Some people say it's going to be released as early as christmas next year. That i doubt but if you research it. You will find that it will be made between 2010 and 2020. Which is a long time i know.:thumb:


----------



## Lloyd71 (Aug 21, 2008)

It's not going to look anything like that in a million years!


----------



## Kahuna (Oct 9, 2007)

Lol, Sony still haven't delivered on all the PS3 hype and promised functionality and now they are starting with PS4 spin!!!!


----------



## dew1911 (Jun 9, 2009)

Looks amazing, but imo Sony have really hurt themselves with pricing and Delays on key titles. Microsoft must be loving it.

It hurts as someone who was 100% Sony for a lot of years, but I have a 360 now and it'll take a lot to turn me back.


----------



## jamest (Apr 8, 2008)

I do believe this wasn't even created by Sony. It was just a random person who had some spare time.

It is far too small to cool all the components.

If Sony launched a PS4 whatever it looked like, they will have lost out on too much money from the PS3, it wouldn't make economic sense to bring out a new console so soon.

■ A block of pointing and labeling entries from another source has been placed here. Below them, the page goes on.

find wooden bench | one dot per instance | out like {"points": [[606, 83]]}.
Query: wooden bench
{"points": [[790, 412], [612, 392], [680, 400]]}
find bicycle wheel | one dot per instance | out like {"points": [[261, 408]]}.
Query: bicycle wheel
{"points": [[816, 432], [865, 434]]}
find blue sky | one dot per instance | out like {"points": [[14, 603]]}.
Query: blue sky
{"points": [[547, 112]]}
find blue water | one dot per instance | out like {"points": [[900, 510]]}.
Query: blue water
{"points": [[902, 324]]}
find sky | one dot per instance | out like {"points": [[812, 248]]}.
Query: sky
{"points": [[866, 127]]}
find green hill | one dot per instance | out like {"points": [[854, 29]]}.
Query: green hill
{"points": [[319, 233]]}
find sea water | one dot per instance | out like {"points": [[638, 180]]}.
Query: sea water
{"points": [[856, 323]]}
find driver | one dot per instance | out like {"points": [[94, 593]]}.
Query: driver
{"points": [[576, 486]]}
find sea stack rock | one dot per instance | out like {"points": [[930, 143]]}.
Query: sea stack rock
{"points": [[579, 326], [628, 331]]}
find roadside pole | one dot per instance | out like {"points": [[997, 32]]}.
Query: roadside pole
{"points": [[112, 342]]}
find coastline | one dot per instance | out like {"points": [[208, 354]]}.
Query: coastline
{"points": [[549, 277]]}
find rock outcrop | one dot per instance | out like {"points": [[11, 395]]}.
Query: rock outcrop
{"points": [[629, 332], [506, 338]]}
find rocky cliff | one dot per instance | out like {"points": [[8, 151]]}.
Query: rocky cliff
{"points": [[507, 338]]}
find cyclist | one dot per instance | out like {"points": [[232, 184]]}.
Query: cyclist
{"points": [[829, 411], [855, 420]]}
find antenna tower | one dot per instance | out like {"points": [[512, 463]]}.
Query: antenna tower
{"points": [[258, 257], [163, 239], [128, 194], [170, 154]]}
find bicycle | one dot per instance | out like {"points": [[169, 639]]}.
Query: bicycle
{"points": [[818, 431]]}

Even Microsoft have no plans to release a new console at least for the next 2 years.


----------



## Planet Admin (Jul 11, 2009)

jamest said:


> I do believe this wasn't even created by Sony. It was just a random person who had some spare time.
> 
> It is far too small to cool all the components.
> 
> ...


Apparently mate. His name is Tal Cheim. Something like that. And he is the playstation designer.:thumb:


----------



## jamest (Apr 8, 2008)

Ricey7 said:


> Apparently mate. His name is Tal Cheim. Something like that. And he is the playstation designer.:thumb:


Even so, I can't see how it will be possible unless the PS4 won't be running any games.


----------



## Planet Admin (Jul 11, 2009)

:thumb:And what do you think of this folks.:thumb:

http://CES 2009: Playstation 4 in 3D?

Sorry if it doesnt work I'm not too sure how to upload vids on Dw from You Tube.:thumb:


----------



## jamest (Apr 8, 2008)

Ricey7 said:


> :thumb:And what do you think of this folks.:thumb:
> 
> http://CES 2009: Playstation 4 in 3D?
> 
> Sorry if it doesnt work I'm not too sure how to upload vids on Dw from You Tube.:thumb:


Just paste the YouTube URL in.

I assume you mean this:


----------



## Andy_RX8 (Jun 6, 2008)

Looks cool, they havent made enough money out of the ps3 yet tho.

Gran Turismo 5 :lol:


----------



## jamest (Apr 8, 2008)

Andy_RX8 said:


> Looks cool, they havent made enough money out of the ps3 yet tho.
> 
> Gran Turismo 5 :lol:


Gran Turismo 5 has been announced as the opening game for the PS5, didn't you hear? :lol:


----------



## Planet Admin (Jul 11, 2009)

jamest said:


> Gran Turismo 5 has been announced as the opening game for the PS5, didn't you hear? :lol:


:lol:


----------